AFAD Deprem ve Risk Azaltma Genel Müdürü Orhan Tatar, AFAD Genel Merkezi’nde açıklamalarda bulundu.
Tatar, 6 Şubat’ta meydana gelen 7.7 ve 7.6 büyüklüğündeki depremler ile 20 Şubat’ta Hatay Defne’de meydana gelen 6.4’lük deprem sonrasında şu ana kadar 8 bin 550 artçı sarsıntını kaydedildiği belirterek şunları söyledi;
4 ayda kaydetmemiz gereken toplam deprem sayısını 17 gün içerisinde kaydetmiş oluyoruz. Yaklaşık üç dakikada bir artçı sarsıntının meydana geldiğini söyleyebiliriz.
Bu artçı sarsıntıların ciddi bir bölümü vatandaşlarımız tarafından hissedilebilecek büyüklükte.
Bu kadar büyük bir bölgeyi etkileyen ve birbirini tetikleyerek devam eden depremler sonucunda önümüzdeki günlerde halen 5’in üzerindeki büyüklüklerde artçı sarsıntılar yaşayabiliriz.
Bu büyüklükteki artçı sarsıntılar ve halihazırda devam eden sarsıntıları dikkate aldığımızda, vatandaşlarımızın hasarlı binalardan uzak durmaları son derece önem taşıyor.
'DEPREMİN TETİKLEDİĞİ İKİNCİL AFETLER VAR'
Deprem bölgelerinde ağır hasarlı binalardan eşya alımının yasaklandığını hatırlatan Tatar, sözlerini şöyle sürdürdü;
Vatandaşlarımızın bu kurala harfiyen uyması gerekiyor. Her an bölgede meydana gelebilecek artçı sarsıntılarla şu anda ayakta olan binalar da yıkılma riskiyle karşı karşıya kalabilir.
Depremlerin merkez üssüne yakın illerin değişik ilçelerinde de birtakım hasarların olduğunu görüyoruz. Niğde’nin değişik ilçelerinde, Sivas’ın Gürün ilçesinde, Kayseri’nin depremin merkez üssüne yakın ilçelerinde hasarlı binalar olduğu yönünde bilgiler var.
Bu yerleşim alanlarında hasar tespit çalışmaları devam ediyor. Hasar tespit çalışması tamamlanan Sivas’ın Gürün ilçesi de genel hayata etkili afet bölgesi olarak değerlendirilmiş durumda. Depremin tetiklediği bir takım ikincil afetler de var.
Bölgede şu anda en önemli risklerden biri de devam eden artçı sarsıntılar sonrasında karşımıza çıkabilecek kaya düşmesi riski.

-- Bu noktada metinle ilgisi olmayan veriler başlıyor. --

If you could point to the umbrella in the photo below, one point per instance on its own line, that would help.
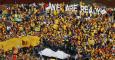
(47, 52)
(61, 55)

AFAD’ın teknik elemanları bölgenin değişik kesimlerinde bu anlamda araştırmalarını sürdürüyor.
Bölgede değişik kesimlerde özellikle kaya düşmesi riski altında bulunan yerleşim alanları var ve buralar tespit edildikçe vatandaşlarımız buralardan tahliye ediliyor.
'TEKNİK RAPORLA BİNALARIN DURUMU NETLEŞECEK'
Tatar, deprem bölgesinde inşaatı tamamlanmamış binalarla ilgili, “Çevre, Şehircilik ve İklim Değişikliği Bakanlığı’nın yetkilendirildiği kurum ve kuruluşlar tarafından hazırlanacak bir teknik rapor neticesinde bu tür binaların durumu netleşecek. Devam mı edilecek, yoksa farklı bir karar mı alınacak, genelgeyle tanımlanmış durumda. Binanın taşıyıcı sistemi, temel durumu, zemin durumu, yapıyı etkileyecek kitle hareketleri, sıvılaşma, yüzey faylanması gibi hususlar bu teknik elemanlarca değerlendirilecek ve oluşturulacak teknik raporda bunlar dikkate alınarak binanın durumuna karar verilecektir” ifadelerini kullandı.